John A. Dix to the Marquis de Moustier, September 30, 1868
Mr. Dix to the Marquis de Moustier
Sir: It has been reported to me that Philip Brailly, a citizen of the United States, naturalized on the 23d of August, 1858, has been condemned by le premier consul de guerre of Paris to six months’ imprisonment for insoumission, and that he is now detained at the prison Rue du Cherche-Midi, No. 37.
The naturalization papers of Brailly are in possession of this legation, and they show him, as above stated, to have been a citizen of the United States more than 10 years.
His condemnation is so directly at variance with the principle by which similar cases have been decided by the imperial government, that I deem it only necessary to call your excellency’s attention to the subject to insure immediate action with a view to redress the wrong which has been committed.
In your excellency’s dispatch of 27th June, 1867, concerning a case then pending, you said: “Mr. Karcher having lost the quality of a Frenchman for more than three years, the offense with which he is charged is now covered by prescription.
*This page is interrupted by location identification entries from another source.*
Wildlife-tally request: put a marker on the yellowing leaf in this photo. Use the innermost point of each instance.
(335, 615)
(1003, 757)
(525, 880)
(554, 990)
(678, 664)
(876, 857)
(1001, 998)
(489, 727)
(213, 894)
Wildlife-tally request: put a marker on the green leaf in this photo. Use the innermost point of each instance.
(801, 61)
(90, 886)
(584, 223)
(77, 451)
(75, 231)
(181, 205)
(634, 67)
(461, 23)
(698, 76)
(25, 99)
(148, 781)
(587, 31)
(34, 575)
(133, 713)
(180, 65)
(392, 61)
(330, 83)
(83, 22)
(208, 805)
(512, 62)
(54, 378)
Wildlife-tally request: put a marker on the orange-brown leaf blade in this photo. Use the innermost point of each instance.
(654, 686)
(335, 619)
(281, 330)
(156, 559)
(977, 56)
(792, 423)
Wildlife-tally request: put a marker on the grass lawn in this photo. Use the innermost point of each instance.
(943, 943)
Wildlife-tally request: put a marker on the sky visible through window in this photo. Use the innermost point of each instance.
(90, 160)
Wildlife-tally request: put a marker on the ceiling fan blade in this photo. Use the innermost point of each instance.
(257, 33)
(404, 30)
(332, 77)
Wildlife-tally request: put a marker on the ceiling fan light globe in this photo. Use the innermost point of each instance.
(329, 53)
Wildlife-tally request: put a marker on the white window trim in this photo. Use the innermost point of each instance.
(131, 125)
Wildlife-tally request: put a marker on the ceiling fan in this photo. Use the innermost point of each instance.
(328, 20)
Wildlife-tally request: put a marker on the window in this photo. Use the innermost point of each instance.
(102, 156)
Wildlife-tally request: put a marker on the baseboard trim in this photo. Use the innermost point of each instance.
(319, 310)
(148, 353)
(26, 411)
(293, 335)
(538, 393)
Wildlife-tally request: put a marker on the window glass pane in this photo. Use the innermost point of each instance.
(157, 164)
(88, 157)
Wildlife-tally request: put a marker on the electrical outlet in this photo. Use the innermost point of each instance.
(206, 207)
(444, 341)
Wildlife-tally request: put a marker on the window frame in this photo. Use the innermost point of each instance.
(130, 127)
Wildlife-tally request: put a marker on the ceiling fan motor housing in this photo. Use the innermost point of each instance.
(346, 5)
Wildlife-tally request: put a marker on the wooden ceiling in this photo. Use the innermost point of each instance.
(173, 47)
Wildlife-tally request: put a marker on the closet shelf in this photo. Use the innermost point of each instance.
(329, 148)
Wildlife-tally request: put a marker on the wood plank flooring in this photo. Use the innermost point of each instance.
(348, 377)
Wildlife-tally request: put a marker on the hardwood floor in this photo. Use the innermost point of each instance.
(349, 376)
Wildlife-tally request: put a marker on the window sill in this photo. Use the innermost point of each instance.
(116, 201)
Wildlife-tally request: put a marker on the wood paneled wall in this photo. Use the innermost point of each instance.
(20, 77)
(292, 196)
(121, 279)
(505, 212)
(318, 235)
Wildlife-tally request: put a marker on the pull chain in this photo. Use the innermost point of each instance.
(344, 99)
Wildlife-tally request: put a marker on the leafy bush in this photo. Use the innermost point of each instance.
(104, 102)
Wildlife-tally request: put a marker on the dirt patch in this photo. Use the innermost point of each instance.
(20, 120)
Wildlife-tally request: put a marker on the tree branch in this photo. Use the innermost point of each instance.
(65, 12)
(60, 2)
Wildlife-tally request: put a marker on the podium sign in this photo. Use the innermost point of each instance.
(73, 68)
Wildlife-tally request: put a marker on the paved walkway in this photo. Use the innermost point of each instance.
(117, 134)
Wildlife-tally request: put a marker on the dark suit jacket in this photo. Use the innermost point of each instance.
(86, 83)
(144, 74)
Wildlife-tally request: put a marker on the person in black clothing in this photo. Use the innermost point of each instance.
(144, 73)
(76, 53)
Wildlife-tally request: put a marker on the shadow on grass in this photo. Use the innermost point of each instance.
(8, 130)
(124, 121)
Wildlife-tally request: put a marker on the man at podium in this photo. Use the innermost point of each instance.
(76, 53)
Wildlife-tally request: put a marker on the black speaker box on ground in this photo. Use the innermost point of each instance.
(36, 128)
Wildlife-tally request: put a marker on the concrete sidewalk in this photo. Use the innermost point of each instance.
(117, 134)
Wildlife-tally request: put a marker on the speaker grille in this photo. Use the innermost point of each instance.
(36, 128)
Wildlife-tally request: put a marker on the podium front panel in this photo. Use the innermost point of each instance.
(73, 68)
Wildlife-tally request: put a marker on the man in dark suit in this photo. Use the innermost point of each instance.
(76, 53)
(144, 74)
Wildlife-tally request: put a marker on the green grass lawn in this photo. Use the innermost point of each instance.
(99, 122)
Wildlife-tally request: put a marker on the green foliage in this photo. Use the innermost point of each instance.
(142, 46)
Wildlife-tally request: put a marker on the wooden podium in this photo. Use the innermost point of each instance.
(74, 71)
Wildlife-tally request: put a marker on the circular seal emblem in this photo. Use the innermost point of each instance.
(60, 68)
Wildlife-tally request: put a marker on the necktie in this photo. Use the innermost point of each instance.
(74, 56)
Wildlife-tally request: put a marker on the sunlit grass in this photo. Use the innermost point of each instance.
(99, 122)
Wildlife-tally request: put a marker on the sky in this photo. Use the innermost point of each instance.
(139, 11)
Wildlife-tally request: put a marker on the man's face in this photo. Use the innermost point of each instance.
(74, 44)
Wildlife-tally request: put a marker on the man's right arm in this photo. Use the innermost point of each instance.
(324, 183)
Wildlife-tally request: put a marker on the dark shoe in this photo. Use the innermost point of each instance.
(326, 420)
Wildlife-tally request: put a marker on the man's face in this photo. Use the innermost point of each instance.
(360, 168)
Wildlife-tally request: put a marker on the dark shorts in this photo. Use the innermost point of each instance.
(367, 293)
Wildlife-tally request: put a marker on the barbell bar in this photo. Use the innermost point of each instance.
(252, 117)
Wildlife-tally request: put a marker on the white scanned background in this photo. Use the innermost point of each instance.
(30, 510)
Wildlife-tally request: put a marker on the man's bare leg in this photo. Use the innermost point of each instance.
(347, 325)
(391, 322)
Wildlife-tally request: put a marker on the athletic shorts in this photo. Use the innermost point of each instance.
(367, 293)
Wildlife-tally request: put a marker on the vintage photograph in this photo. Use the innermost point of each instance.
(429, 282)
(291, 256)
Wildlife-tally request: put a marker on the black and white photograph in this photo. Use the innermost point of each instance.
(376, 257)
The minister of war has, therefore, considered it his duty to direct that this individual, who, moreover, has been up to this time provisionally at large, and who has not been subjected to any judicial process, should be merely erased from the list of delinquents at the recruiting, depot of the lower Rhine.”
Your excellency will not be surprised, in view of the assurance conveyed by this decision, that the course of the consul de guerre in Brailly’s case should be a source of extreme sensibility, and that your prompt interposition should be most earnestly invoked.
I avail myself of the occasion to renew the assurances of the very distinguished consideration with which I am, &c.,
His Excellency the Marquis de Moustier, Minister of Foreign Affairs.